Jorge was my husband for 25 years, until he vanished into another time and space. He made his departure on New Year's eve, 2010, after a long and remarkable life of inspired storytelling. I've attempted to recount a few of his most important tales, along with stories and poetry from our life together, in the book Soft Brushes with Death, https://www.amazon.com/Soft-Brushes-Death-Espinet-Primer/dp/1475144601

An audio recording of selections from the same book: https://www.youtube.com/watch?v=A0PQlVQLF18&t=7s




A Crazy Possibility

Lyrics:


Just looking around me

I'm ready to scream

What am I doing

in this chaotic dream?

Why can't I be elsewhere

happy and free

the way I was told

life was supposed to be?


Chorus:

Happy and free yeah

happy and free

the way she was told

life is supposed to be!

 

Then I hear a whisper 

right up close to me:

"Look deep inside

and you just might see

there are no victims 

in this reality..."

And I look all around me -

No one here but me!


Chorus:

No one there at all,

no one there but she,

said there are no victims

in this reality!

 



 


Then I start to wonder

if it really could be

that if I embrace

my insanity

accept my dis-ease

and my fragility

I'll find deep inside 

that I truly am free?


Chorus:

It doesn't seem likely

but it just might be

Yes she just might find 

that she truly is free

 

I seem to remember

we came seeded with light

impossible bundles

of squirming delight

spiraling inward

from beyond the stars 

impelled from within

to become who we are


Chorus:

Spiraling inward

from beyond the stars 

impelled from within

to become who they are



Maybe in the process

I forgot my own name

but battling my demons

I strengthen my faith

and now I can see

a new reality

where I exist for you

and you exist for me 


Chorus:

Oh yes, I exist for you

and you exist for me

that's why we're here

in this reality!

 

Then looking around me

here's what I see:

a whole crazy world

full of possibility

where we care for each other

me for you and you for me 

'cause that's the way

life is supposed to be -


Chorus:

Yeah, that's the way

life is supposed to be

we're here for each other

in this reality

that's just the way

life is supposed to be!


Walt & me

Walt and I were already in our mid-sixties when we met. But our relationship never got old - he had a love of life, a brilliant, skeptical mind, and a crazy sense of humor that kept me laughing and on my toes for ten sweet years. He stuck around until the day after my 75th biirthday, when he followed my beloved Jorge, my parents, and many other dear ones into the great adventure-mystery that awaits us all in another time and space.
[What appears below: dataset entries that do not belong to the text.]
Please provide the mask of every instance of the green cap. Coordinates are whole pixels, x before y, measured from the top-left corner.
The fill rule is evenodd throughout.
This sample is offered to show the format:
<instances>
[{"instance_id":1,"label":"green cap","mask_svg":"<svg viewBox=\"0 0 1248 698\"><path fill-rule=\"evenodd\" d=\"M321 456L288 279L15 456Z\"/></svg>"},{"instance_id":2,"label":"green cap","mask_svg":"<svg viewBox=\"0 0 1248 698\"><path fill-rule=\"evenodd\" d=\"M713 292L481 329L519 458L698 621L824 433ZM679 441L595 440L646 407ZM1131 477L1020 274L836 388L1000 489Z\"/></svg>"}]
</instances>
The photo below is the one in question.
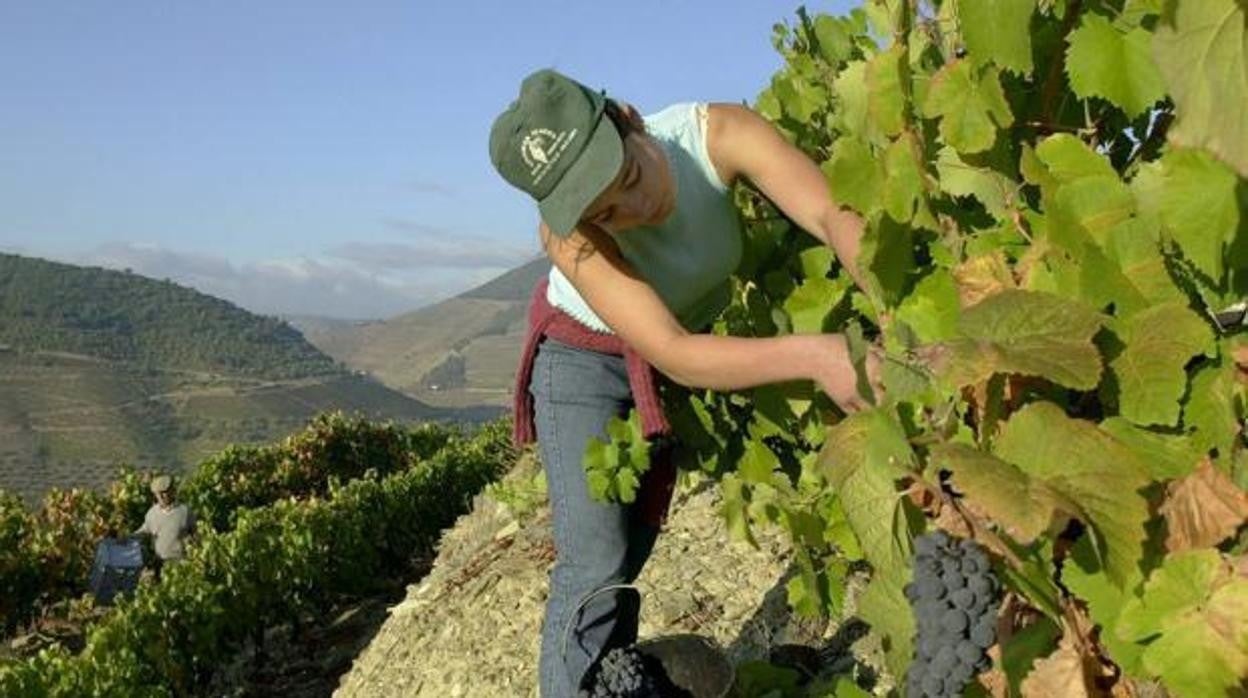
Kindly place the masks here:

By the time Walt disappeared, he was ready to go. He'd spent his last four years battling amyloidosis, an illness that anyone with less single-minded stubbornness would have succumbed to much sooner. He stuck it out partly because he loved me and hated to think of me alone - but mostly because he had a mission: to become an "Amyloidosis Evangelist."
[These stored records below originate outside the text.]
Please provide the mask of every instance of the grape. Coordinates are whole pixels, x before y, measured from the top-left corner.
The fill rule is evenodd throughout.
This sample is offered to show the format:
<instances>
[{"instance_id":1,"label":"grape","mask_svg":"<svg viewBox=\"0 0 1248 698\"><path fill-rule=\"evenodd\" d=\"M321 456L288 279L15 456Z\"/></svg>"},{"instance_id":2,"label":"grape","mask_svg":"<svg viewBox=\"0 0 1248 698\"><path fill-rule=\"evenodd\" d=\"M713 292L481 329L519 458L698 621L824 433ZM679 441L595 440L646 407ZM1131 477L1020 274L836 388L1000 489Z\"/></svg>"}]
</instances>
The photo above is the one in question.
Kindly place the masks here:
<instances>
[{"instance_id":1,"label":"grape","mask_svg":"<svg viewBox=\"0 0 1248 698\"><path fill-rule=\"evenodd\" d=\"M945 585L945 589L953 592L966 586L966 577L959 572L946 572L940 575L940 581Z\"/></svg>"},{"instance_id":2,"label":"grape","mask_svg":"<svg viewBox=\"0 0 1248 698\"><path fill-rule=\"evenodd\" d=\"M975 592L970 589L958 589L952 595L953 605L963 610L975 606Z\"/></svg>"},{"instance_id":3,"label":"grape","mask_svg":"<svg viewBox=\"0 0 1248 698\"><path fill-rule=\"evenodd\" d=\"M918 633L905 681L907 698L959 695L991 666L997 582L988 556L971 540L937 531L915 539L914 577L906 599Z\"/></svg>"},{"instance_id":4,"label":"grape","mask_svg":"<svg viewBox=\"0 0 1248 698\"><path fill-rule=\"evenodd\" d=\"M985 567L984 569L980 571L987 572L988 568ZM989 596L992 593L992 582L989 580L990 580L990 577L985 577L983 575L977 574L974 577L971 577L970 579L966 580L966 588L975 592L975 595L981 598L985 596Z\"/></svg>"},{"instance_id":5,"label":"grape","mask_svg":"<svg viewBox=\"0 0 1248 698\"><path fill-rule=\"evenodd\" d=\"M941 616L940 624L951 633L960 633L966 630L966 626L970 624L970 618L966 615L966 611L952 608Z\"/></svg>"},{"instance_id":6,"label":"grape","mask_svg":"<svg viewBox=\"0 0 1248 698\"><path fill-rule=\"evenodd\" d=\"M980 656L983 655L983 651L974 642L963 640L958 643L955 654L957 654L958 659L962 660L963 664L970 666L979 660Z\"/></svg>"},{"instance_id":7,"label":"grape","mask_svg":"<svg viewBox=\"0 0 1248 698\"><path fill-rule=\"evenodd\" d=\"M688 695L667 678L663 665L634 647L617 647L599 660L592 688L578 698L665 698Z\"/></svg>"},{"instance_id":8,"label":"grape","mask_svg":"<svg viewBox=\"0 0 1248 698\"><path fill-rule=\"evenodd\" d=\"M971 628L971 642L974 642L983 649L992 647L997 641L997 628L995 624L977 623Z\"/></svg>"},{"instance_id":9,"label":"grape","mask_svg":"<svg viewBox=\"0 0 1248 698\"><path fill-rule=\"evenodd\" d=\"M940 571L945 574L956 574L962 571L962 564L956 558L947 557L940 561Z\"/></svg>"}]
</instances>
He plunged into this late-blooming mission in life when he learned that if he'd been diagnosed early enough, at the onset of his symptoms, his case needn't have been terminal. 

Instead of getting depressed by this news, he was struck by a wonderful possibility: what if he could learn enough to educate others about the illness, so they might have a chance to avoid the same fate? 
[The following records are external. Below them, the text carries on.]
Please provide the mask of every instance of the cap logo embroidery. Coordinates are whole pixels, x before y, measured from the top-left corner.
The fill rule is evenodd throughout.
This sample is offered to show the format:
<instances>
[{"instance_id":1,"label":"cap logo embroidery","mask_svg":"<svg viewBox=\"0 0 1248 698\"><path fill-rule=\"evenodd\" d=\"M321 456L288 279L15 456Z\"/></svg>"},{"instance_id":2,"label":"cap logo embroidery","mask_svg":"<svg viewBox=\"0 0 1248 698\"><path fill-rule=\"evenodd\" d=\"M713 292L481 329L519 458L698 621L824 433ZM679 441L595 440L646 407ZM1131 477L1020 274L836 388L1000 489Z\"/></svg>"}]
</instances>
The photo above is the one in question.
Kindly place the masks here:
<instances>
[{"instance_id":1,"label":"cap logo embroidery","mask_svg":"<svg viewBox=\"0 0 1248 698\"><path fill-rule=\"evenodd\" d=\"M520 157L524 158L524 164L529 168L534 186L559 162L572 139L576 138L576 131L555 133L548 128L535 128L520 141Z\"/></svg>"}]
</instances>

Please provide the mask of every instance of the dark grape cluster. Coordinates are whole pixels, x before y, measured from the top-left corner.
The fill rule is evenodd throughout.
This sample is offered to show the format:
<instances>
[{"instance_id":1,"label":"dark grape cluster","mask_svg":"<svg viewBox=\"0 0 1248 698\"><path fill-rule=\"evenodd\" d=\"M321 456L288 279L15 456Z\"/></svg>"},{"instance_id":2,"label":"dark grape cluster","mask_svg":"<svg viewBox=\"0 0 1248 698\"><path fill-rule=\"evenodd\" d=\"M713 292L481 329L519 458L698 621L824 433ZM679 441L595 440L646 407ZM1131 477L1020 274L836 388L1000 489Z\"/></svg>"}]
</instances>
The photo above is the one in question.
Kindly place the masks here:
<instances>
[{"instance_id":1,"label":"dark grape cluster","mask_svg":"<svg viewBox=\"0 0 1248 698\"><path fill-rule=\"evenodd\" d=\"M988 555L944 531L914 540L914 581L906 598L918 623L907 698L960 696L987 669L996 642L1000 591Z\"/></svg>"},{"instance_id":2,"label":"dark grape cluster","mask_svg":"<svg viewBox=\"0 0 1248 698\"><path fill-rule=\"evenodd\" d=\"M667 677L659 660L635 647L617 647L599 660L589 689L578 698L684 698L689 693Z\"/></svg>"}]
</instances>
And that is what he set out to do. Over the next four years, he turned his  misfortune into a way to give his very best to the world. No one was allowed to leave his presence without learning about amyloidosis and its telltale signs. He got to be so well-informed that he often knew more than the many doctors he went to, and he was regularly sought out as a speaker by companies like Pfizer and others dedicated to finding a cure. 

He poured himself into his mission until he was too sick to use his laptop. And even after that, all the way up to his peaceful passing in his sleep, he expressed only gratitude for the work he'd been able to do, which had given such profound meaning to both his life and his death.